Hand auf Herz: Kennen den Erfinder der sogenannten Petrolium-Lampe? In der Recherche findet man schließlich den polnischen Pharmazeuten Ignacy Lukasiewicz (1822-1882) – der sich durch seine Destillation des Erdöls und des sogenannten „Runddochts“ einen Namen machte. Um einen sauberen Brennstoff zu erhalten, begann er in Lemberg klares, dünnflüssiges Petrolium herzustellen und entwickelt zusammen (vermutlich 1852) mit dem Blechschmied Adam Bratkowski die erste Petroliumlampe. Wie meist in der Geschichte, spielt „Meister Zufall“ die Hauptrolle: Am 31. Juli 1853 wurde Łukasiewicz abends in das Krankenhaus von Lemberg gerufen, um mit einer seiner Petroleumlampen bei einer Blinddarmoperation für Licht zu sorgen. Vom hellen, sauberen Licht beeindruckt, bestellte das Krankenhaus bei Lukasiewicz mehrere Lampen und 500 Liter Petroleum. Jetzt ging allen ein Licht (Petroliumlicht) auf! In Oktober 1853 zug Lukasiewicz in die Stadt Gorlice und 1854 erleuchten die die ersten Straßenbeleuchtung mit Petroleumlampen das Städtchen.
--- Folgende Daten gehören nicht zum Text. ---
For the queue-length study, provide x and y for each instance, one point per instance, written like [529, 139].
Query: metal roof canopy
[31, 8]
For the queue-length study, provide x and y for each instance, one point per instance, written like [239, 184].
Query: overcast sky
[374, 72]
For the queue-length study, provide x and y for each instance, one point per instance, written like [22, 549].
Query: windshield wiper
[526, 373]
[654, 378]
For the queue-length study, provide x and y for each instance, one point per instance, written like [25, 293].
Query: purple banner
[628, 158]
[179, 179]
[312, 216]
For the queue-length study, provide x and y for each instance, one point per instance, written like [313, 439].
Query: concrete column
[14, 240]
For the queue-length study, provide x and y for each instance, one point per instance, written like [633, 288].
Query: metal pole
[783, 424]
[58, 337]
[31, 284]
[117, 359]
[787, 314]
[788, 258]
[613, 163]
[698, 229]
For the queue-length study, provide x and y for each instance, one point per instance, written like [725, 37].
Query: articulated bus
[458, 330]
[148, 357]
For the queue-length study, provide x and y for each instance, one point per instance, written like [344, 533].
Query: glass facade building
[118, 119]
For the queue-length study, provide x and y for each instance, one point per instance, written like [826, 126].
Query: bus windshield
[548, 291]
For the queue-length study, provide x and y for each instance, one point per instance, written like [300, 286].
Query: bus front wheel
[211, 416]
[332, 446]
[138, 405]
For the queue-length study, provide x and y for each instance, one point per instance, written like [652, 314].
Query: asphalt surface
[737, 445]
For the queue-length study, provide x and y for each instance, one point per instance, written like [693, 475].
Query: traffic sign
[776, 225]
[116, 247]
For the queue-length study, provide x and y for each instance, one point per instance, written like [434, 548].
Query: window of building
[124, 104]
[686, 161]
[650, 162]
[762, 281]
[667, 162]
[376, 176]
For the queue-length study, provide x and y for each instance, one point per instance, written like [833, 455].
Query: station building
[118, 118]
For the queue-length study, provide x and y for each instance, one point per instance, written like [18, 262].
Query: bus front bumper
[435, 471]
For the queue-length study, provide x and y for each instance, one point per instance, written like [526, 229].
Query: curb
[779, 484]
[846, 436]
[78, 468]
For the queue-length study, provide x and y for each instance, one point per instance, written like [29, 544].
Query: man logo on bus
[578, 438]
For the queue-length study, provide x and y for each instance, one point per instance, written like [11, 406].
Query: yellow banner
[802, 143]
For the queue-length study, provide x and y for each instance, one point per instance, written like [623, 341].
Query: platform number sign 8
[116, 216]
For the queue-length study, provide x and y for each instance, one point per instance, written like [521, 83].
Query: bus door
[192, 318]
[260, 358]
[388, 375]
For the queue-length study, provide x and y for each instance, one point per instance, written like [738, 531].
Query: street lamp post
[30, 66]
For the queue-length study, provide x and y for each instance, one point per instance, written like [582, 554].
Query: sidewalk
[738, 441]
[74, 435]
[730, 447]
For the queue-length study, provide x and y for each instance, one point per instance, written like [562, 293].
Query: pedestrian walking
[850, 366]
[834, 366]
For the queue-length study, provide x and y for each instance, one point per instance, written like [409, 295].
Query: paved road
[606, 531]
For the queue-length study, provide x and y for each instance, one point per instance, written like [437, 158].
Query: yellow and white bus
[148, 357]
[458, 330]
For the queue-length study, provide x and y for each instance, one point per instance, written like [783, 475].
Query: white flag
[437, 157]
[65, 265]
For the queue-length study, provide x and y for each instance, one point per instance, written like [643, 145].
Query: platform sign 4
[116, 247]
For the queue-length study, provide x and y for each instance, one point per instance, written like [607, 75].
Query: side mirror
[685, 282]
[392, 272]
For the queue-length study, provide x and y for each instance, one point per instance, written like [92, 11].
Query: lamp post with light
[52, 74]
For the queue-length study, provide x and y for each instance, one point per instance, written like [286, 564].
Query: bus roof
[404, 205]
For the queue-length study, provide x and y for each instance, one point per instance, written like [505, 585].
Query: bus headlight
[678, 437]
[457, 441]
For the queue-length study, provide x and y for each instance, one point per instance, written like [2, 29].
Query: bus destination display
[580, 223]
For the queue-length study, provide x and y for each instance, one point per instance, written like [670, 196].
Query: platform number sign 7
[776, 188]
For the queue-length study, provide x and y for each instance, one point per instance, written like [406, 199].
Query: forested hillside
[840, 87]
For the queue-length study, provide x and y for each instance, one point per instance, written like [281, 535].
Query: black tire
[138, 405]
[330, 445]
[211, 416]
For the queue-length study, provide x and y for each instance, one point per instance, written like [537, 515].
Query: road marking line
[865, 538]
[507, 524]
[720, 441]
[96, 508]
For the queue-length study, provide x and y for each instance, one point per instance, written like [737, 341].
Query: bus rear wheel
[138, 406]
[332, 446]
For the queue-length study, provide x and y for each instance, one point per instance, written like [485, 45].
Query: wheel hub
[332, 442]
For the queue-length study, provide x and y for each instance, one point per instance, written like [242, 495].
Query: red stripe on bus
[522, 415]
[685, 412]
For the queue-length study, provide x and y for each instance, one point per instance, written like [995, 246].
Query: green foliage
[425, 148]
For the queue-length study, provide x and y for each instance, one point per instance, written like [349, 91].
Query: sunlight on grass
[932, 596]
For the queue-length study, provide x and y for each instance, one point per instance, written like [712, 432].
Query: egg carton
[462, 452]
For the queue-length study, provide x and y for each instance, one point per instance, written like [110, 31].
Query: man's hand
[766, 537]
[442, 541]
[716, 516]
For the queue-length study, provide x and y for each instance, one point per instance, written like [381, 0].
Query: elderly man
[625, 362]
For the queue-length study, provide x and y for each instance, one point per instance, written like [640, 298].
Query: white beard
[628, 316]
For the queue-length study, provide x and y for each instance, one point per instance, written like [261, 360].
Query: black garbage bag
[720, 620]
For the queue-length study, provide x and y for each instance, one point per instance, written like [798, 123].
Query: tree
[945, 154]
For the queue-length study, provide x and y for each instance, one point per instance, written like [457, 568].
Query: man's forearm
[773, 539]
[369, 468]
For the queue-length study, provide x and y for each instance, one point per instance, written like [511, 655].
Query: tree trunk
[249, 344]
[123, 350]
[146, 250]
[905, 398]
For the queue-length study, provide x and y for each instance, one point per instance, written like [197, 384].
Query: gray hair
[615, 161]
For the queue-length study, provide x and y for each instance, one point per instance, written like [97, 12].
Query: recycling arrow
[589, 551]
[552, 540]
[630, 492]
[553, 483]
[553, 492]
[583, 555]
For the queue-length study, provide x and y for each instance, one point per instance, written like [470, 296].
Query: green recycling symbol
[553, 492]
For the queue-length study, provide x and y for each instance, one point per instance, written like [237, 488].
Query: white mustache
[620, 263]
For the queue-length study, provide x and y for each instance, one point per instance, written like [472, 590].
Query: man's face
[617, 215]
Petroleumlampen bestehen – wie vor 100 Jahren – meist aus Glaszylinder, Docht, Brenner und Tank. Dank des sogenannten Kapillarwirkung steigt das Petrolium im Docht nach oben. Der Docht ist oft durch einen Zahnradantrieb im Brenner höhenverstellbar. An diesem freien Ende des Dochtes im Brenner vergast das Petroleum und kann angezündet werden.
Der Brenner hält den Docht und führt nur soviel Luft zu, dass die Flamme weiß und hell brennt. Zu wenig Luft lässt die Flamme rußen, zu viel Luft führt zu einer blauen Flamme, die als Lichtquelle ungeeignet ist.
Petroleumlampen haben gegenüber Kerzen den Vorteil größerer Helligkeit und des sehr viel billigeren und längeren Betriebes. Übrigens: Je nach Tankgröße leuchten Petroleumlampen mit einer Füllung bis zu 20 Stunden.

 

Nach Anpassungen am Brennstoff, am Brenner, am Docht und am Zugglas (Lampenglas, Lampenzylinder) zur Überwindung des Rußens und der Geruchsbelästigung, lösten Petroleumlampen innerhalb kurzer Zeit zum Verkaufsschlager. Es gibt auch noch immer Dochte zu kaufen, d.h. auch alte Lampen können repariert und weiter betreiben werden.  Weitere Infos:  hier!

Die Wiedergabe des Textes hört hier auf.